Every year around 4.500 Danes are implanted with a pacemaker due to heart problems. The battery usually lasts 5-10 years, and when it needs to be changed, it requires an operation. But not for much longer. A research team from AAU Energy, together with cardiologists from Aalborg University Hospital, has developed a micro-generator that is powered by the electrical impulseshearts movement from the heart and generates enough energy to drive a pacemaker.

- Our solution converts the kinetic energy from the heart muscles into electrical energy that can drive a pacemaker, explains Associate Professor Alireza Rezaniakolaei from AAU Energy. Together with his colleagues he has developed the revolutionary new technology.

When the heart pumps the blood around inside the body, it produces a mechanical energy of about one Watt. The new microgenerator converts part of that energy into electricity.
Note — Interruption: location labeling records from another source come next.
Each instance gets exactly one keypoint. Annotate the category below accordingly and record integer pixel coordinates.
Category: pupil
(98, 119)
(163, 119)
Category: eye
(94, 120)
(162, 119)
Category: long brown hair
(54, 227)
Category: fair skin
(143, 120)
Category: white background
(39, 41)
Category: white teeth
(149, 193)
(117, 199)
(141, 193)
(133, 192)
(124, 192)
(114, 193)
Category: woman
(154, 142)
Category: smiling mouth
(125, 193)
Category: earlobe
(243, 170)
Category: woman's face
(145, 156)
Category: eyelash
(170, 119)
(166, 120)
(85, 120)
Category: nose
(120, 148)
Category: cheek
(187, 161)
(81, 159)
It creates enough current electrical power to keep a pacemaker going for the user's lifetime.

The solution we have developed and tested can produce significantly more than the few microwatts (one millionth of a watt) that pacemakers or other implants need,

Associate Professor Alireza Rezaniakolaei, AAU Energy

An end to dangerous battery changes

The pacemaker with the microgenerator has been successfully tested on a pigs, and the invention is now patented. This means that patients with a pacemaker will have an improved quality of life in the future.
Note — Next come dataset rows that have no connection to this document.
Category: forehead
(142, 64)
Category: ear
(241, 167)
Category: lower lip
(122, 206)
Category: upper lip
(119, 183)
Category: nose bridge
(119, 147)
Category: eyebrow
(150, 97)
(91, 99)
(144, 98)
Today, the battery for a pacemaker lasts about 10 years, after which it must be replaced. But with a power supply with no time limit, the patient avoids having to undergo surgery again, thereby significantly reducing the risk of various complications.
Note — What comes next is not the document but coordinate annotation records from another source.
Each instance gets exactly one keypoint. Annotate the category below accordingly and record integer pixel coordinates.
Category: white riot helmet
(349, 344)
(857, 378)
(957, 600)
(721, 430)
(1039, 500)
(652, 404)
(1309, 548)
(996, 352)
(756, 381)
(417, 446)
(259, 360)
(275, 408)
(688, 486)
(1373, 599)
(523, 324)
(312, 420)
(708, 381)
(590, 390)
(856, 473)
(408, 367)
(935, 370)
Clinical Professor Sam Riahi, Department of Cardiology at Aalborg University Hospital

The technology is not limited to pacemakers, explains Alireza Rezaniakolaei.

- With this way of harvesting energy from the body, we can develop implants that work without batteries. And if we can create more energy, it allows the implants to communicate with each other. This means that we can monitor the body much more efficiently with more data. This ultimately means better treatment for the patient, he says.

New opportunities for medical technology

The technique can be used for both implants and wearable technology that uses an external energy source. It could, for example, be electrical spinal cord stimulation for pain or Cochlear implants that can partially restore damaged hearing.

If we can merely harvest a fraction of the energy the body creates with kinetic energy or with body heat and convert it into electricity, implants in the body can function autonomously with a permanent energy source. It will make revolutionary new opportunities to develop that kind of technology.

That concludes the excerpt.